Window to the brain

In a flap of skull the size of a pinhead, Martin Paukert, M.D., mounts and seals a thin window onto an anesthetized mouse.

This window will allow Dr. Paukert and his team to monitor, in real time, effects of stimuli to the brain of a conscious mouse while it walks on a tiny treadmill. That’s something that’s not often done, Dr. Paukert said, but that can yield important data.

Dr. Paukert is the principal investigator of a five-year, $2 million grant from The Robert J. Kleberg, Jr. and Helen C. Kleberg Foundation to study brain activity that may take place long before Alzheimer’s disease symptoms are observed.

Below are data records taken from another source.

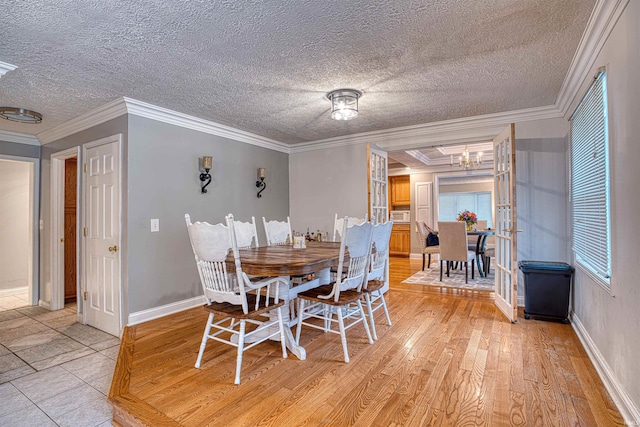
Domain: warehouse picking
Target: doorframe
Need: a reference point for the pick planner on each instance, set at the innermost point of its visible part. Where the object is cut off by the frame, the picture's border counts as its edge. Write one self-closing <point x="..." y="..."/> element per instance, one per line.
<point x="117" y="138"/>
<point x="33" y="281"/>
<point x="57" y="226"/>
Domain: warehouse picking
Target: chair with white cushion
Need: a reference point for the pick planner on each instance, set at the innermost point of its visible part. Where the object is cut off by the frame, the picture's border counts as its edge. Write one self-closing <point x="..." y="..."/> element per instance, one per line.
<point x="453" y="246"/>
<point x="377" y="276"/>
<point x="231" y="296"/>
<point x="278" y="232"/>
<point x="338" y="225"/>
<point x="344" y="296"/>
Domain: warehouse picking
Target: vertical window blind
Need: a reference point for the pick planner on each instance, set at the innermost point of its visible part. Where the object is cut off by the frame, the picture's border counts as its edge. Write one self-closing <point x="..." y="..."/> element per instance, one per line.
<point x="590" y="180"/>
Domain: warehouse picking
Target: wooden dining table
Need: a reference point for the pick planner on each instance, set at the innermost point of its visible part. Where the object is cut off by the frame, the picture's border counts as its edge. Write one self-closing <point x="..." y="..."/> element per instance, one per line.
<point x="307" y="268"/>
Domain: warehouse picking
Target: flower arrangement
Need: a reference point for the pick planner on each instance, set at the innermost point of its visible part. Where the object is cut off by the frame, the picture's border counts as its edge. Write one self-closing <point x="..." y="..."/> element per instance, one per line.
<point x="469" y="217"/>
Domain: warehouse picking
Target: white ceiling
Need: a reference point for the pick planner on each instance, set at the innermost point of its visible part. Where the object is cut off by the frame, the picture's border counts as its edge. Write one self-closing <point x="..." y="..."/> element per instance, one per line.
<point x="265" y="66"/>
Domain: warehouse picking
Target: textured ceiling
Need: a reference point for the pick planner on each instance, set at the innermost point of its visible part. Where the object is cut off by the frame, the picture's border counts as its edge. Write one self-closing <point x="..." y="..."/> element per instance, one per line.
<point x="265" y="66"/>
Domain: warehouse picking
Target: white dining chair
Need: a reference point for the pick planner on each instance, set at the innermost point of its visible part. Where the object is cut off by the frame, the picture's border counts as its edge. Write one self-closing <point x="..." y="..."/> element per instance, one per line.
<point x="377" y="275"/>
<point x="453" y="247"/>
<point x="344" y="296"/>
<point x="338" y="225"/>
<point x="278" y="232"/>
<point x="232" y="296"/>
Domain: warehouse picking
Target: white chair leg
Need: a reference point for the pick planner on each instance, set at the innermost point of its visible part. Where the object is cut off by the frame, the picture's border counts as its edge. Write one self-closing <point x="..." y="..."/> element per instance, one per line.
<point x="243" y="324"/>
<point x="364" y="321"/>
<point x="300" y="315"/>
<point x="205" y="336"/>
<point x="282" y="339"/>
<point x="384" y="307"/>
<point x="367" y="298"/>
<point x="343" y="335"/>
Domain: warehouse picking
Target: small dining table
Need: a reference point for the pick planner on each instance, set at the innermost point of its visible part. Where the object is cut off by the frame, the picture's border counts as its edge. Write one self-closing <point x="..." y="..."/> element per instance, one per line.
<point x="310" y="266"/>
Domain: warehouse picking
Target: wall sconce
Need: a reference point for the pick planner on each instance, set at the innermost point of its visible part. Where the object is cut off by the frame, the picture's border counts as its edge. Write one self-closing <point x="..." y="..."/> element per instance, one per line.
<point x="262" y="174"/>
<point x="207" y="162"/>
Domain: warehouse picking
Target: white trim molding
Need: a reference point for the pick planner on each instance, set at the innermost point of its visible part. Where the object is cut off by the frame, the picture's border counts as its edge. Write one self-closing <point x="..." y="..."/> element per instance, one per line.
<point x="463" y="130"/>
<point x="87" y="120"/>
<point x="18" y="138"/>
<point x="5" y="68"/>
<point x="603" y="18"/>
<point x="165" y="310"/>
<point x="627" y="408"/>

“The unraveling of the mystery of this terrible illness will emanate from discoveries along the lines of what Dr. Paukert and his colleagues are doing,” said UT Health Science Center President William L. Henrich, M.D., MACP. “You can’t develop a drug, you can’t develop an antibody, you can’t develop something to prevent this unless you know what lies at the very center of the problem. That’s why this work is so important. The consequences of having a neurodegenerative disease are deeply felt by everybody.”

One of the earliest sites of noticeable neurodegeneration is a brain stem structure called the locus coeruleus. This structure has a major influence on the entire central nervous system because it delivers norepinephrine, a neurotransmitter associated with attention or arousal. Initial triggers of Alzheimer’s disease may include less norepinephrine release, and fewer norepinephrine-dependent calcium spikes in cells called astrocytes. While astrocytes are the major support cells for neurons, in Alzheimer’s this relationship appears to be somehow affected, causing the death of neurons.

Using Dr. Paukert’s system, the scientists measure spikes in calcium signaling in the astrocytes, which occur when the mouse walks on a treadmill or, more pronounced, when the mouse follows the movement of the motorized belt of the treadmill. During the measurements, the mouse is conscious and the window to its brain is immobilized under the microscope. Critically, its legs remain free to walk.

“This technique gives us a window into how brain cells engage in a cross-talk and how these communications are determined and interpreted by a certain behavior,” said Dr. Paukert, assistant professor of physiology. “The hope is that we can use these signals as a readout of what is necessary to normalize norepinephrine signaling, and to see whether this intervention slows the progression of Alzheimer’s disease.”

Only a handful of labs around the world are recording these spikes in real time, while the mice are awake, said Manzoor Bhat, Ph.D., professor and chairman of the Department of Physiology.

“The Paukert lab is in its early phases in San Antonio, and funding from The Robert J. Kleberg, Jr. and Helen C. Kleberg Foundation will have a major impact on how quickly they can get the animal models established to address the central questions related to the early onset and progression of Alzheimer’s disease in real time,” Dr. Bhat said. “In the future, this will allow exploration of new avenues for therapeutic intervention.”